Over time, breeders developed longhaired and shorthaired versions of the cats. As the Bobtail’s pedigree crew, they stopped adding feral cats to the bloodline. Today’s American Bobtail comes in a variety of patterns, colors, and fur lengths. 

In 2002, The International Cat Association (TICA) fully accepted the American Bobtail breed, and in 2000 the CFA approved it for registration. The American Bobtail finally received full championship status from the CFA in 2006.

2. THE AMERICAN BOBTAIL IS DIFFERENT FROM THE JAPANESE BOBTAIL AND THE MANX.

With its short tail, the American Bobtail naturally evokes comparisons to felines like the Japanese Bobtail or the Manx. However, there are subtle differences between each breed—and while cat lovers believe that the American Bobtail may stem from a variation of the Manx gene, neither kitty is related to their Asian counterpart. 

The Manx cat’s short tail is caused by an incomplete dominant gene, so kittens in their litters can be born with varying tail lengths, ranging from longer to shorter to no appendage at all. Plus, Manx cats carry one gene for a full tail, and one for taillessness, so when they mate they sometimes give birth to babies that look like your ordinary, run-of-the-mill cat.

In comparison, while American Bobtail litters sometimes yield babies with full-length tails, they’re almost never completely tailless. Instead, they’re usually one-third to half the length of a normal tail. The American Bobtail is typically healthy—but if it’s born with a too-short tail, it can sometimes have problems controlling its defecation.  

3. THE AMERICAN BOBTAIL COMES IN A VARIETY OF COLORS AND PATTERNS.

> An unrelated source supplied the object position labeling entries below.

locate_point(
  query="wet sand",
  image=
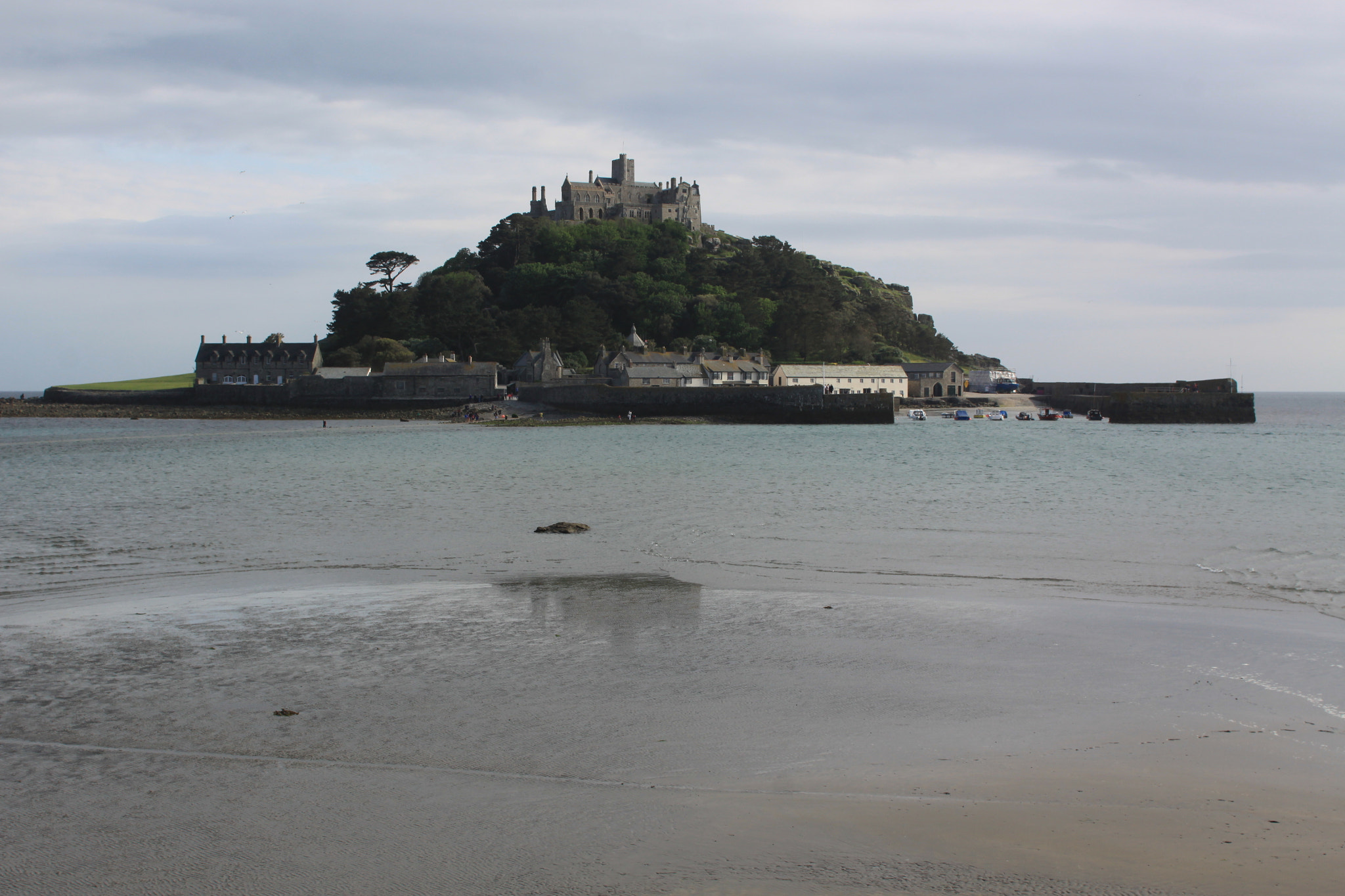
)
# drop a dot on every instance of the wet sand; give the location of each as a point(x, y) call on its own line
point(645, 735)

The American Bobtail’s most noticeable feature is its tail. It’s broad at the base, and typically ranges in length from one to four inches. Generally, the appendage is just long enough to be visible above the cat’s back when it stands up. Tails can be curved, kinked, twisted, or nearly straight. No two are exactly alike, and no one type is preferred—although Bobtails with a lack of tail, full-length tail, or docked tail are automatically disqualified in cat shows.

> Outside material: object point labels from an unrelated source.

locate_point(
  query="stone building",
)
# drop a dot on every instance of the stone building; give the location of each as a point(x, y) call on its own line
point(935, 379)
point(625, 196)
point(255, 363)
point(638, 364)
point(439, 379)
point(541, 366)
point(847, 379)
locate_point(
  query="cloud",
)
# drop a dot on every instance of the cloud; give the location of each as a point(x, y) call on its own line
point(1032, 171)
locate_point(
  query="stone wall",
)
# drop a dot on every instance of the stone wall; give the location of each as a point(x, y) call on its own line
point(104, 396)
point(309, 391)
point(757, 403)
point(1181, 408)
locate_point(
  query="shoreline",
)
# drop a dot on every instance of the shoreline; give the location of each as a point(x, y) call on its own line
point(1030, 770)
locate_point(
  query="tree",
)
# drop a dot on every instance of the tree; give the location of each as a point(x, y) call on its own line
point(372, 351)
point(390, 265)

As for the rest of its appearance, the American Bobtail is a large, muscular cat with a broad, wedged face and long hind legs. Typically, it weighs anywhere from seven to 16 pounds. The breed boasts a variety of eye colors, fur shades, and patterns, but cat show judges often give extra points to American Bobtails that resemble their wild-looking ancestors. Bobtails can have dense, short fur or long, slightly shaggy fur [PDF].

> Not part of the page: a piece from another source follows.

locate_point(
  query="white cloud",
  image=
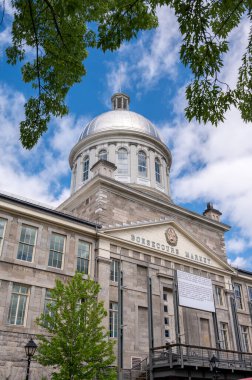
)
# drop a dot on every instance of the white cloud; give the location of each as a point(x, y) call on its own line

4. THE AMERICAN BOBTAIL IS A RARE (AND EXPENSIVE) BREED.

Since major cat fanciers’ associations only recently accepted the American Bobtail, it’s still pretty rare. In 2015, the CFA examined the prior year's registration statistics and listed the Bobtail to be the 37th most popular cat in America out of 43 recognized breeds. Understandably, since the American Bobtail is so scarce, it’s also expensive. Prices range from breeder to breeder, but commonly fall anywhere from several hundred dollars to more than $1000.

5. AMERICAN BOBTAILS ARE GREAT COMPANIONS FOR HUMANS.

American Bobtail cats are said to have playful, dog-like personalities. According to some reports, they’re so patient and laid-back that long-haul truckers have used the cats as cabin companions, and psychotherapists have integrated them into their treatment sessions. We haven’t found any direct evidence to support these claims—but they do underscore the fact that the American Bobtail is typically considered to be a great companion for humans.